4.1. Simulated Results

To verify the validity of the proposed scheme, a computational simulation is carried out by using three receptors. In order to further demonstrate the feasibility, stability, accuracy and response speed of the proposed power distribution scheme in different cases, four case studies are given in this paper, including Case 1 to verify the effectiveness of the proposed scheme; Case 2 to illustrate the multi-channel transmission performance by taking into account the variation of power demand; Case 3 to verify the response speed, accuracy and stability for charging moving EVs and Case 4 to demonstrate the effectiveness of the proposed scheme for charging batteries and super capacitors. Key parameters are listed in Table 1.
Case 1—The comparative simulation is firstly carried out for charging potable electronics as shown in Figure 6. During t = 0~3 s, the impedance regulators of the excitation circuit and receptor circuit are inactivated. In such a case, the power of Load 1, Load 2 and Load 3 equal 32.7 W, which causes power deficiency of load 2. At t = 3 s, the impedance regulator of receptor 1 and receptor 2 are activated while the impedance regulator of receptor 3 remains inactive.
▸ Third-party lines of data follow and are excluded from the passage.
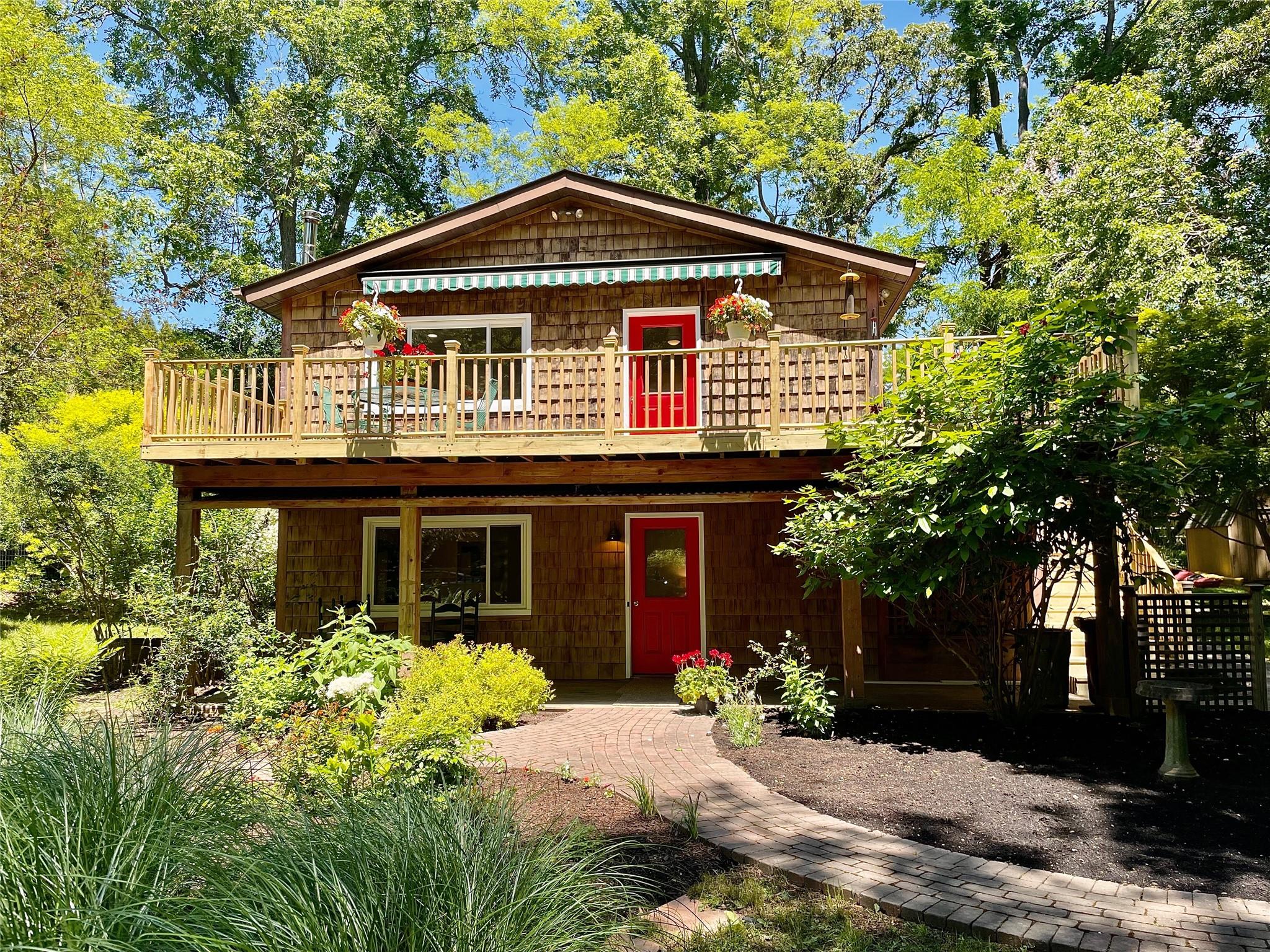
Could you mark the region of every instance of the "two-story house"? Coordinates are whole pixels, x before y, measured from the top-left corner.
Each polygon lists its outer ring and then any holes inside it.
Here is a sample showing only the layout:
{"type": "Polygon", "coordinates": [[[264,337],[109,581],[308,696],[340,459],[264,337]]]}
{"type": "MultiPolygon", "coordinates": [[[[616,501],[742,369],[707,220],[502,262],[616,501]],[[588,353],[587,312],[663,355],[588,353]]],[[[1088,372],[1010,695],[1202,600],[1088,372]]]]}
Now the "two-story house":
{"type": "Polygon", "coordinates": [[[457,585],[480,640],[555,679],[664,674],[693,647],[744,663],[792,630],[855,697],[947,689],[964,669],[903,612],[850,581],[804,598],[771,552],[782,500],[841,465],[823,425],[902,371],[912,341],[885,335],[921,270],[563,171],[249,284],[279,358],[147,362],[178,570],[203,509],[276,506],[283,630],[364,600],[427,640],[457,585]],[[704,321],[738,281],[771,303],[761,339],[704,321]],[[353,345],[338,317],[359,298],[432,355],[353,345]]]}

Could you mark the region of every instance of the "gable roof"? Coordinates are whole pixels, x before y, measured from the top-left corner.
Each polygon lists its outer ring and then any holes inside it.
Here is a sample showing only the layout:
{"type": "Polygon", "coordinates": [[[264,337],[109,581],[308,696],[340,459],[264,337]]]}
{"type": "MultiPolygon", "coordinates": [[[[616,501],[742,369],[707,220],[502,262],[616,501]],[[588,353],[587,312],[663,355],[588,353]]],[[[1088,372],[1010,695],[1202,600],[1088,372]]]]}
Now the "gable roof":
{"type": "Polygon", "coordinates": [[[925,268],[922,261],[904,255],[878,251],[838,239],[822,237],[784,225],[773,225],[735,212],[725,212],[697,202],[688,202],[566,169],[491,195],[481,202],[438,215],[409,228],[262,278],[237,288],[235,294],[249,305],[277,314],[284,298],[352,278],[359,272],[376,270],[377,265],[406,254],[418,254],[464,235],[483,231],[563,198],[578,198],[620,212],[663,220],[696,232],[779,248],[790,254],[833,267],[860,268],[879,273],[903,286],[903,291],[892,303],[892,311],[899,307],[899,300],[903,298],[925,268]]]}

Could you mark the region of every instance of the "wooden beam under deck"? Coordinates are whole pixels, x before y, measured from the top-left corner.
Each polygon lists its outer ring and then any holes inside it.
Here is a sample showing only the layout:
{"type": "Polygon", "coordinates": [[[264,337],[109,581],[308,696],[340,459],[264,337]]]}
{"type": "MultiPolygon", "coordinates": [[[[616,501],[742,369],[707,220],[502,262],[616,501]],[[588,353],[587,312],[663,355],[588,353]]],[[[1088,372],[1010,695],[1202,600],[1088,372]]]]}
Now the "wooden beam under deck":
{"type": "Polygon", "coordinates": [[[452,509],[456,506],[532,505],[688,505],[709,503],[780,503],[789,493],[650,493],[630,496],[357,496],[345,499],[198,499],[189,503],[199,509],[452,509]]]}
{"type": "MultiPolygon", "coordinates": [[[[686,459],[578,459],[573,462],[356,463],[307,466],[177,465],[173,481],[189,489],[292,489],[340,486],[542,486],[607,484],[818,482],[839,468],[843,456],[729,457],[686,459]]],[[[740,485],[738,485],[740,484],[740,485]]]]}
{"type": "Polygon", "coordinates": [[[499,437],[466,435],[446,439],[428,434],[410,437],[306,437],[298,443],[286,439],[155,439],[141,447],[141,457],[151,462],[199,459],[331,459],[380,461],[401,457],[565,457],[565,456],[640,456],[658,453],[770,453],[800,449],[828,449],[819,426],[781,430],[725,433],[640,433],[606,438],[603,435],[499,437]]]}

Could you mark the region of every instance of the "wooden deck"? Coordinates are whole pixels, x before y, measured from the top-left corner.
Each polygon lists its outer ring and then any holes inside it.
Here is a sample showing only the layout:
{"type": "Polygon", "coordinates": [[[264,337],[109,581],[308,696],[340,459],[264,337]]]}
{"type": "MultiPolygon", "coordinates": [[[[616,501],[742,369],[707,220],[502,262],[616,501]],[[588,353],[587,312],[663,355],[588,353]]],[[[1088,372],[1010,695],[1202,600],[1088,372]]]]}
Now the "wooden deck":
{"type": "Polygon", "coordinates": [[[147,353],[147,459],[710,454],[824,449],[930,359],[983,338],[620,350],[164,360],[147,353]]]}

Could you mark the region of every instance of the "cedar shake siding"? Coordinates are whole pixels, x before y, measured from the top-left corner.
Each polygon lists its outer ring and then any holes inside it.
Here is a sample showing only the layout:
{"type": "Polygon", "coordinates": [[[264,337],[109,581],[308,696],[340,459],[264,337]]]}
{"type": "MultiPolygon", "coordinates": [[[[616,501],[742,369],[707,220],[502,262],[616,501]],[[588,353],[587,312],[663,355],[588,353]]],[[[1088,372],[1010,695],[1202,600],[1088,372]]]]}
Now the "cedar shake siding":
{"type": "MultiPolygon", "coordinates": [[[[785,523],[781,503],[620,506],[550,505],[516,509],[428,509],[428,515],[528,513],[532,517],[532,614],[483,614],[481,641],[523,647],[554,679],[626,677],[626,556],[606,543],[627,513],[701,512],[706,640],[753,661],[747,645],[775,647],[786,630],[800,633],[818,665],[842,664],[837,588],[803,597],[794,562],[771,547],[785,523]]],[[[362,519],[394,509],[296,509],[281,527],[282,590],[278,627],[312,633],[319,602],[362,597],[362,519]]],[[[395,627],[396,619],[381,619],[395,627]]],[[[427,608],[423,630],[427,632],[427,608]]]]}

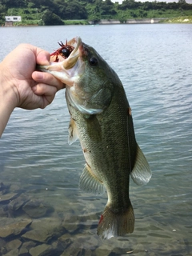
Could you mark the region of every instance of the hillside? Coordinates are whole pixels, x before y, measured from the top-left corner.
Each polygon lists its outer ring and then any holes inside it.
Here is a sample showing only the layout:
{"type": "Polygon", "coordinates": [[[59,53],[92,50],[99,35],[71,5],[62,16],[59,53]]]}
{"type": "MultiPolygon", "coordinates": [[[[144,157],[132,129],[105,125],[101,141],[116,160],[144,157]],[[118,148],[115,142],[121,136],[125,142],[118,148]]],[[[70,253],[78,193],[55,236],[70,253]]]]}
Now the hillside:
{"type": "Polygon", "coordinates": [[[192,16],[192,4],[185,0],[178,3],[125,0],[122,4],[110,0],[0,0],[1,25],[9,15],[22,16],[22,22],[14,23],[17,26],[87,24],[88,21],[97,22],[100,19],[124,22],[130,18],[192,16]]]}

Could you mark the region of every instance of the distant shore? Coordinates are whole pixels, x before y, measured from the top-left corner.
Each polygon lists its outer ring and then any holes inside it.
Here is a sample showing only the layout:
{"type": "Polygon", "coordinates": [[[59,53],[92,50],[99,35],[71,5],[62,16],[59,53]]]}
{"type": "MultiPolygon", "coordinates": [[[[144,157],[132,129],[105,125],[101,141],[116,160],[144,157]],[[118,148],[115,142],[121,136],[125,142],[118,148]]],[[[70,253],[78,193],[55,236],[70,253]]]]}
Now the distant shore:
{"type": "MultiPolygon", "coordinates": [[[[191,24],[192,16],[182,16],[177,18],[133,18],[127,19],[124,22],[118,19],[101,19],[99,21],[87,21],[87,20],[65,20],[64,25],[115,25],[115,24],[155,24],[155,23],[182,23],[191,24]]],[[[39,24],[30,24],[22,22],[6,22],[5,26],[42,26],[39,24]]]]}

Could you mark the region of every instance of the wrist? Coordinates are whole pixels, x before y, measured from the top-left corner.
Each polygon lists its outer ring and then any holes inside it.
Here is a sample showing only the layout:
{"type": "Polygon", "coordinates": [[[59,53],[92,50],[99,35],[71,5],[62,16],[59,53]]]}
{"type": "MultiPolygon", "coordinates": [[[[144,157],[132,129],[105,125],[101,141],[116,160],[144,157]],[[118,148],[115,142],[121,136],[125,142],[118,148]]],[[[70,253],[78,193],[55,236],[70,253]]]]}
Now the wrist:
{"type": "Polygon", "coordinates": [[[5,68],[0,63],[0,137],[17,102],[15,87],[6,78],[5,68]]]}

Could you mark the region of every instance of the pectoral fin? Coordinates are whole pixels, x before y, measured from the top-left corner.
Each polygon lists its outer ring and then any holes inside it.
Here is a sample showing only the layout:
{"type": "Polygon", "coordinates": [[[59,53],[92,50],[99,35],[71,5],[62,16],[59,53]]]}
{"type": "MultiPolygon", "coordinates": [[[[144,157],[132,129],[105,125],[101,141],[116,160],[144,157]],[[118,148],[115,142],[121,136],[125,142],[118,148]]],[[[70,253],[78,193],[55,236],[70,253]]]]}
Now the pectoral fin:
{"type": "Polygon", "coordinates": [[[71,145],[74,142],[76,142],[76,140],[78,138],[76,124],[75,124],[75,122],[72,119],[72,118],[70,118],[68,131],[69,131],[68,143],[71,145]]]}
{"type": "Polygon", "coordinates": [[[94,142],[102,141],[102,130],[99,122],[95,114],[84,114],[84,119],[86,124],[87,134],[94,142]]]}
{"type": "Polygon", "coordinates": [[[135,163],[130,176],[134,182],[138,186],[146,185],[148,183],[151,178],[151,171],[150,169],[149,163],[146,161],[142,150],[137,145],[137,155],[135,158],[135,163]]]}
{"type": "Polygon", "coordinates": [[[80,177],[79,188],[87,193],[102,194],[106,189],[103,184],[94,176],[91,169],[86,164],[80,177]]]}

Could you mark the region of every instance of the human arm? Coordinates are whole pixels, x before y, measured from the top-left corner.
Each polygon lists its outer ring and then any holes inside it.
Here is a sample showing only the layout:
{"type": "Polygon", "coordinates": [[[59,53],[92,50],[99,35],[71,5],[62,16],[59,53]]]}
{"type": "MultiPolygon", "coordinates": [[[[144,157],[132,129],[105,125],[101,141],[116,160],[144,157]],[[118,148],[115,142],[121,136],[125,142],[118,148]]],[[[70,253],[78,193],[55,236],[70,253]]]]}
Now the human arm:
{"type": "Polygon", "coordinates": [[[15,107],[45,108],[64,85],[50,74],[35,71],[36,64],[49,65],[50,54],[21,44],[0,63],[0,137],[15,107]]]}

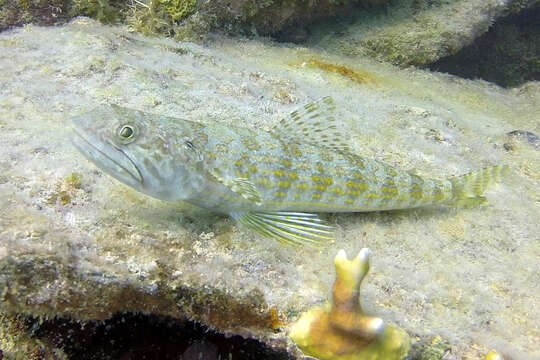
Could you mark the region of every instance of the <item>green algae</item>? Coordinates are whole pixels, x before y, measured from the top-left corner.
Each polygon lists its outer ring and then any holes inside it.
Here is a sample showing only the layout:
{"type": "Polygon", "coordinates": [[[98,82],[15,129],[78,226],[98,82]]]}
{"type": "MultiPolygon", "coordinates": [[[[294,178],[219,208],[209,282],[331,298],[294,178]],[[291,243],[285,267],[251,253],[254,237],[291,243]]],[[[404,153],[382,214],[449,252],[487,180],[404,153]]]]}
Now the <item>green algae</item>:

The power deficiency of Load 2 results in the increasing of the equivalent impedance of Load 2, thus leading to the power deficiency of Load 1 and Load 3. Due to the increased equivalent impedances of Load 1 and Load 2, the total supply power reduces to 8.8 W, while Load 1 and Load 2 obtain a larger portion of power supply. At t = 7 s, when the impedance regulator of excitation circuit is activated, the total equivalent impedance is adjusted to satisfy the power demand of loads. The power of Load 1 and Load 2 can meet the minimum demand, namely Pre1 = 21.7 W and Pre2 = 42.3 W, by adopting the proposed control scheme; while the impedance regulator is inactivated, the power of Load 3 (64.8 W) exceeds the maximum power demand (40 W). Thus, the proposed control scheme can effectively ensure the load power demand.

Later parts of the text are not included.